Friday, March 01, 2019

My Sister – My Friend by Eleanor Shepherd

The Interrupted Life – Blog 2

                    
Stephen Pelley and his older sister, Suzanne were close. That is what happens in families that move frequently. The children find that the only people with whom they share a long-term history are their siblings. Thus, despite the three years difference in their age, Stephen and Suzanne often found themselves doing things together and sharing friends, particularly during adolescence. 

                  Another element that drew these two young people close to each other was the love that they shared for music and the joy they found in playing and singing together. One of their dreams was to become musicians and share their music with the world. Suzanne would create the songs and Stephen would accompany her on the piano or guitar as she sang them. Their gifts of music enhanced their times together. 

                  The family had been in New Brunswick for three years because of their parents’ work in The Salvation Army. All of them were excited to be returning to Montreal. Stephen was enjoying the freedom of a year off from formal education, having completed high school, and not yet determined what he would study and where he would go next. Suzanne had completed Junior College and was also at a transition time. She decided to take the opportunity to visit a close friend who had recently moved to Calgary. There, she was involved in a fatal car accident. The other driver ran a red light and hit the passenger side of the vehicle. The police report noted that she did not suffer, but was killed instantly. 
                  
                  Her family was devastated. Later I will share the story from the perspective of her parents, but today I am considering her brother and the impact on his life.  

                  Stephen found that during these tumultuous days he most missed Suzanne’s influence. “She had a particular talent for keeping me in check. If I made an unfortunate decision (or appeared to be considering one), Suzanne would intervene with her own special brand of advice. Although occasionally
annoying, it was never condescending or judgemental.”
   
                  Suzanne’s death multiplied his internal confusion. He did not know how to feel, as emotions seemed to be taking him on a scary roller-coaster ride of grief. He vacillated between moments of sensing utter hopelessness, raw grief and emptiness, that he found were suddenly replaced by periods of emotional numbness when he could feel nothing. 

                  Raised by parents with strong Christian convictions and a faith that seemed to be able to handle all the challenges that came their way, Stephen was trying to discern what they had given him that he could absorb and use in the formation of his own faith and what he could not yet and might never embrace. 

                  When Suzanne died, Stephen felt that he had lost not only his sister and in many ways his closest friend, but also someone who had acted as his conscience. Every time he faced a decision, particularly one of a moral nature, he would find himself asking, “What would Suzanne do?” He discovered later that this reflection actually helped him to develop his own conscience and become capable of making moral decisions. 
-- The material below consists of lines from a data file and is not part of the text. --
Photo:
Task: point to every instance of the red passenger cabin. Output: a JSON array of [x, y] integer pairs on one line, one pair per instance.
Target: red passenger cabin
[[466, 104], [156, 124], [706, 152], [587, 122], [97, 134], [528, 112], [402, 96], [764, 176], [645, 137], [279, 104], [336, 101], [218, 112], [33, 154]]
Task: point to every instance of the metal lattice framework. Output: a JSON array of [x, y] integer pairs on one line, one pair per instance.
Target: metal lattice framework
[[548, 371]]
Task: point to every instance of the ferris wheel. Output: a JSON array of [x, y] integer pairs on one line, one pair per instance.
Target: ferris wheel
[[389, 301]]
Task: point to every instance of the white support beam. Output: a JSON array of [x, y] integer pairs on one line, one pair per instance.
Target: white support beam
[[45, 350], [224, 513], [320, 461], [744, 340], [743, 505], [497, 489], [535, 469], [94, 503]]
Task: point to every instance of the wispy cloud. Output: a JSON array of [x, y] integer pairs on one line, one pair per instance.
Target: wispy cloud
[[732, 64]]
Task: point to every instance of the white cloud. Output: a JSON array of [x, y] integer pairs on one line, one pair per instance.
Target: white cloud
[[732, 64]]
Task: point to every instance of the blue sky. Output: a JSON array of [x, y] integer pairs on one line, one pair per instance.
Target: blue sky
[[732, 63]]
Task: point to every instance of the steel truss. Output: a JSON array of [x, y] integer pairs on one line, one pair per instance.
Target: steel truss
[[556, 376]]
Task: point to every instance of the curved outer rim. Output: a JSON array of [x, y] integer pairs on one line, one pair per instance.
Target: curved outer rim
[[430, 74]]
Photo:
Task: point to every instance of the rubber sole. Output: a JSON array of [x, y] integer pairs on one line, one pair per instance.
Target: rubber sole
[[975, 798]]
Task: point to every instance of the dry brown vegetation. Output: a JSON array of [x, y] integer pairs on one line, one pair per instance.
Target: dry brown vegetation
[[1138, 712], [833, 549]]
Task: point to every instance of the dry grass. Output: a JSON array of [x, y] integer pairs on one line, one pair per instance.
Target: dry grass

                  A unique aspect of Stephen’s story was a vital role that Suzanne had when his wife, Stephanie lost her 32-year-old sister to cancer. Stephanie helped Stephen significantly, a few years earlier in encouraging him to get professional grief counselling to deal with suppressed emotions. 

                  Stephanie’s family chose a gravesite at the end of a short row in Mount Royal cemetery. The spot overlooked the house she and her boyfriend inhabiated and the Music Department of the University of Montreal where they met. However, there were no other graves of family members nearby and her mother particularly lamented her being buried all alone. 


                  In the cemetery, after the ceremony, as Stephen walked along the row of graves, he stopped half way down the row. He waited for the others, then turning to his mother-in-law, he pointed to the marker he stood by. “She will not be alone,” he said. The plaque had been laid 21 years earlier. The inscription read: In Loving Memory of Suzanne Michelle Pelley.



Word Guild Award
2011
Word Guild Award
2018
Eleanor Shepherd from Pointe Claire, Quebec has more than 100 articles published in Canada, France, the U.S.A., Belgium, Switzerland and New Zealand. Thirty years with The Salvation Army in Canada and France including ministry in Africa, Europe, Haiti and the Caribbean furnished material for her Award winning book, More Questions than Answers, Sharing Faith by Listening as well as her Award winning stories in Hot Apple Cider and Christmas with Hot Apple Cider. She co-authored with her husband Glen the Bible Study book Why? Families. Eleanor recently retired from being a pastor in Montreal with The Salvaton Army.
Word Guild Award
2009

2 comments:

Peter Black said...

Thank you for sharing this touching story, Eleanor. Deeply sad in the shadow of death and loss, and yet the light of familial love and friendship pervades. I sense that the light of hope may shine bright in the next instalment, which I look forward to reading. Hmm, I hope I'm correct (gentle smile). ~~+~~

Carolyn R. Wilker said...

Thank you for sharing your touching and personal story, Eleanor.